Josef-Kardinal-Frings-Brücke, Trägerbrücke in Neuss, Deutschland.
Die Cardinal-Frings-Brücke ist ein Stahlträger-Übergang über den Rhein, der die Städte Neuss und Düsseldorf miteinander verbindet. Das Bauwerk ist etwa 780 Meter lang und trägt den Bundesverkehr, während es auch Wegen für Fußgänger und Radfahrer Platz bietet.
Der Bau begann in der Nachkriegszeit als Teil des Wiederaufbaus Westdeutschlands und wurde 1951 fertiggestellt. Dieses Projekt war ein wichtiges Zeichen für die wirtschaftliche und infrastrukturelle Erholung der Region nach 1945.
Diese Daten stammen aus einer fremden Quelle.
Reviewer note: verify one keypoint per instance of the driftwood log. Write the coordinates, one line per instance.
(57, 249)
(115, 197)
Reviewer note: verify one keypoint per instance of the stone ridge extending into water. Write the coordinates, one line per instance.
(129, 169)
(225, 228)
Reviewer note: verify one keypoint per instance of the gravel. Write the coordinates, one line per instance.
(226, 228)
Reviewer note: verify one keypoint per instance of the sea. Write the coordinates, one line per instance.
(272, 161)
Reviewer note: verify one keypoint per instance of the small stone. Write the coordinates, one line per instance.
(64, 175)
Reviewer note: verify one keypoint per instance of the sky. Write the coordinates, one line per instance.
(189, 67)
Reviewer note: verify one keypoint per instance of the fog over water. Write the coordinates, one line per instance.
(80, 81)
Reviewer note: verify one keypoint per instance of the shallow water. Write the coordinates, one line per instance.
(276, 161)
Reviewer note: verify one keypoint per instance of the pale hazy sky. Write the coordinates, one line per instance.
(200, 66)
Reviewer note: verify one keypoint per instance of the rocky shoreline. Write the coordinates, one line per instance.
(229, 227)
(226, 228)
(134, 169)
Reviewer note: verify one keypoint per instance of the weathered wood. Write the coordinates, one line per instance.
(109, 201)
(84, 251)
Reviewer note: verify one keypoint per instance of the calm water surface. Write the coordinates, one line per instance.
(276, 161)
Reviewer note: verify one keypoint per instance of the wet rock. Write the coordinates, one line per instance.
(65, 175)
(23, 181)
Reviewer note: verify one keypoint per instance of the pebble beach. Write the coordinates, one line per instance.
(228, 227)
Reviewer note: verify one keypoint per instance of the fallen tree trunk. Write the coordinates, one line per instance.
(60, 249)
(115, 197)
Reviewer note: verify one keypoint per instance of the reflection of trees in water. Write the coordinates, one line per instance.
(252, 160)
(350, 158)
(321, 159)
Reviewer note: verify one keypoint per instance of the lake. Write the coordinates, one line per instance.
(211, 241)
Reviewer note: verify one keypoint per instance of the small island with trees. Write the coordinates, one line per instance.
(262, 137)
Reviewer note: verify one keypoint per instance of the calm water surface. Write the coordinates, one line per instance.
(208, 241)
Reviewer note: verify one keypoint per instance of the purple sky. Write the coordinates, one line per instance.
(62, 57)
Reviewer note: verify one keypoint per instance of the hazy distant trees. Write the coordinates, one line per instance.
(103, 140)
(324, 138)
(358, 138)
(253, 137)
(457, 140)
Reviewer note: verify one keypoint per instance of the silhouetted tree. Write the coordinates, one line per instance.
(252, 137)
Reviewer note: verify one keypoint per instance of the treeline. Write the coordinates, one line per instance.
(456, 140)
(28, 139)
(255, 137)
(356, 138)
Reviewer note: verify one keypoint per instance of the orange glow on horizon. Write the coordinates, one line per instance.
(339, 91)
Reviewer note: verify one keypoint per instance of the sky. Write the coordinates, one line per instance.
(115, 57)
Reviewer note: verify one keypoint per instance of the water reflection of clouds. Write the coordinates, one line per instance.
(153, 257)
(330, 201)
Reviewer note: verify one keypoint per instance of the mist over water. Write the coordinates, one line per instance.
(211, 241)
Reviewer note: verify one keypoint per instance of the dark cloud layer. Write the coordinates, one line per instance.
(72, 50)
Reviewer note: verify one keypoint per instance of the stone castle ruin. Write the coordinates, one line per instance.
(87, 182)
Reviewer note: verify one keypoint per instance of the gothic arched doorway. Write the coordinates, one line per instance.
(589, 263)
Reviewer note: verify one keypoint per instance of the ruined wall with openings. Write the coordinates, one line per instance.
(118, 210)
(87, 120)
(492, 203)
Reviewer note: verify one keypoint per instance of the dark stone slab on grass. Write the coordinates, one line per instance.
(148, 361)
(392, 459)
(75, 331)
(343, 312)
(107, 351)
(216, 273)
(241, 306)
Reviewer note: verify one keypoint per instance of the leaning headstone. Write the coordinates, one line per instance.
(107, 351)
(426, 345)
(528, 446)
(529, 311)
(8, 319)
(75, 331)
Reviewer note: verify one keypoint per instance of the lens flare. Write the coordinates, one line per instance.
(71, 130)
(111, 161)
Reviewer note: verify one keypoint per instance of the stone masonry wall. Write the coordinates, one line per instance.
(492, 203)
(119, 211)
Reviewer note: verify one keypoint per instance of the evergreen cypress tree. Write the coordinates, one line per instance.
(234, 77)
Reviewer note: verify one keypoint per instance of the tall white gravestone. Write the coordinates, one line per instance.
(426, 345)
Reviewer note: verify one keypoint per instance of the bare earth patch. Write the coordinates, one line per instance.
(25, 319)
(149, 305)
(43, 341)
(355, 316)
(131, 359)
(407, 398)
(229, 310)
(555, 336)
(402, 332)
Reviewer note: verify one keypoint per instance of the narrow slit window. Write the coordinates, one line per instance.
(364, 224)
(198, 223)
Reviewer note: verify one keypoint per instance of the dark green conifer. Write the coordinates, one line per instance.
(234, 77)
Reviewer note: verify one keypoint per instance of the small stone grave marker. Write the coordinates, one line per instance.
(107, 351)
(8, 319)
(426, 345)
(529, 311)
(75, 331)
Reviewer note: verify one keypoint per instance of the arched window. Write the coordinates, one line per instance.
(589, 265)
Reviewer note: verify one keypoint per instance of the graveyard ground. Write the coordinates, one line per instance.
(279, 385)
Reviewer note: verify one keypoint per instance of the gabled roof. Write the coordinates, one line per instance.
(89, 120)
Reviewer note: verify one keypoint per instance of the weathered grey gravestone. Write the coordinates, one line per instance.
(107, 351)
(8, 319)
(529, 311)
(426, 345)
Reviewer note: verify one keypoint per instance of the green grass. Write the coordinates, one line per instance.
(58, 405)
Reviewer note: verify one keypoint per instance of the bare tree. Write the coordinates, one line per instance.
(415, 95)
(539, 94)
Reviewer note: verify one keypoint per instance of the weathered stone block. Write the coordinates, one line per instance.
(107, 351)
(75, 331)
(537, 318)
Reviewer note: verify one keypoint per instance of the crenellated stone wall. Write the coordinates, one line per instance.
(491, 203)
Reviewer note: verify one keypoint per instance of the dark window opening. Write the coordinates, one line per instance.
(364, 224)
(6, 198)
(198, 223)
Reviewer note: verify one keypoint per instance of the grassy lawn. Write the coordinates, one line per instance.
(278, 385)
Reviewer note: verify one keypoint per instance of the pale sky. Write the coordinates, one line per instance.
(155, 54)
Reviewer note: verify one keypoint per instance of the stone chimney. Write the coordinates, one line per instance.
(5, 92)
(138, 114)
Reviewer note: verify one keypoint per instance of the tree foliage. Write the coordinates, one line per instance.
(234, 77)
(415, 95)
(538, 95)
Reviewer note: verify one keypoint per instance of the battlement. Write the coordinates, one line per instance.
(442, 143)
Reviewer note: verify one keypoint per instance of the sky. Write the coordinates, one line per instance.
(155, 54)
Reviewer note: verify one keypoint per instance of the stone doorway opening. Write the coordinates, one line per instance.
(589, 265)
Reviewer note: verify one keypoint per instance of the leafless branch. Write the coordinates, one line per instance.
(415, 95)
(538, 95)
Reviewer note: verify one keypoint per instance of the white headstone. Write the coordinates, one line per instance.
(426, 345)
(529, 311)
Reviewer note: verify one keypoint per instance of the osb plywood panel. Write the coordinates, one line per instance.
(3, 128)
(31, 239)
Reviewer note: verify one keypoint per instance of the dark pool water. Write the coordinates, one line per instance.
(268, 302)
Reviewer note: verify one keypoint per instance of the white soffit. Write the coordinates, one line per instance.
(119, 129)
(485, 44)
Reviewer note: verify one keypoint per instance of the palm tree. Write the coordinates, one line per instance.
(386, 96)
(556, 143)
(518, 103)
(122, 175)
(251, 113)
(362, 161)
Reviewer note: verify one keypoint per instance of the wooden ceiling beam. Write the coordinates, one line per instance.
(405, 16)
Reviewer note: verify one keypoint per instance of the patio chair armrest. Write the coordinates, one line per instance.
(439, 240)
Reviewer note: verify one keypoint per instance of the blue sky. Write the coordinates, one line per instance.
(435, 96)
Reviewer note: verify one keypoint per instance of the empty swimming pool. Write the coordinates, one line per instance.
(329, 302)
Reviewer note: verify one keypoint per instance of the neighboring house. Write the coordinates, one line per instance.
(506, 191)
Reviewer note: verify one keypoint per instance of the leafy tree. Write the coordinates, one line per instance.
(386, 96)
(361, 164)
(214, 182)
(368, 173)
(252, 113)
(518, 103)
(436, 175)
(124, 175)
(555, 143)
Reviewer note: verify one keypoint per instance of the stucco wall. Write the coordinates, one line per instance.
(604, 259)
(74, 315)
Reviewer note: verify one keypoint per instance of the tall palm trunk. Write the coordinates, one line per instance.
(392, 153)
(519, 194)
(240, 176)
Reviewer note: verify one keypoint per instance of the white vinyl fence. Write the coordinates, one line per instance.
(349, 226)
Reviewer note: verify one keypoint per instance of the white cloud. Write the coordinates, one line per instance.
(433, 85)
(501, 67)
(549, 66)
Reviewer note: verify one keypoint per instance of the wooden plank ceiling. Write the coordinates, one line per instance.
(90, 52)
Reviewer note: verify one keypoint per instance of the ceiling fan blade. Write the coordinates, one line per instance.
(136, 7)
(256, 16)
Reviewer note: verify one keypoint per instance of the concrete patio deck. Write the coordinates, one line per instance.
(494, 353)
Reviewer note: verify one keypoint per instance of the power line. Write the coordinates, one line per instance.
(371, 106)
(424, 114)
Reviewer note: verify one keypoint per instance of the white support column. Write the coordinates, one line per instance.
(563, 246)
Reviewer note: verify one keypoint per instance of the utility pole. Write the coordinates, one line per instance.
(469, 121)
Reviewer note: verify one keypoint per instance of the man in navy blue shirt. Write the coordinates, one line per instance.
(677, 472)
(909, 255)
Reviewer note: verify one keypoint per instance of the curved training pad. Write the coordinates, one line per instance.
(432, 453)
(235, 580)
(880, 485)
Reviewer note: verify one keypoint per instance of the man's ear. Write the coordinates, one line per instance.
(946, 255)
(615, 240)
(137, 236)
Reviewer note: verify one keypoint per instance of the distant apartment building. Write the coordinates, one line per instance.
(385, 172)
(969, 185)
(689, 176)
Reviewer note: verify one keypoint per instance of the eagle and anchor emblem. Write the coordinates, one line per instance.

Die Brücke trägt den Namen des Kardinals Josef Frings, eines einflussreichen Erzbischofs von Köln, der die Kirche im 20. Jahrhundert geprägt hat. Für viele Menschen in der Region ist sie ein alltägliches Wahrzeichen, das mit dem Wiederaufbau ihrer Gemeinden verbunden ist.
Man kann die Brücke zu Fuß oder mit dem Rad überqueren, da es eigene Wege für beide gibt. Die Struktur ist ständig geöffnet und der Zugang ist einfach von beiden Seiten des Flusses aus möglich.
Die Brücke zeigt an ihrer Konstruktion Merkmale der 1950er-Jahre-Ingenieurskunst, die die damaligen technischen Möglichkeiten West Deutschlands widerspiegelt. Viele Menschen bemerken kaum die Details ihrer Stahlkonstruktion, obwohl sie ein gutes Beispiel für die handwerkliche Qualität jener Zeit ist.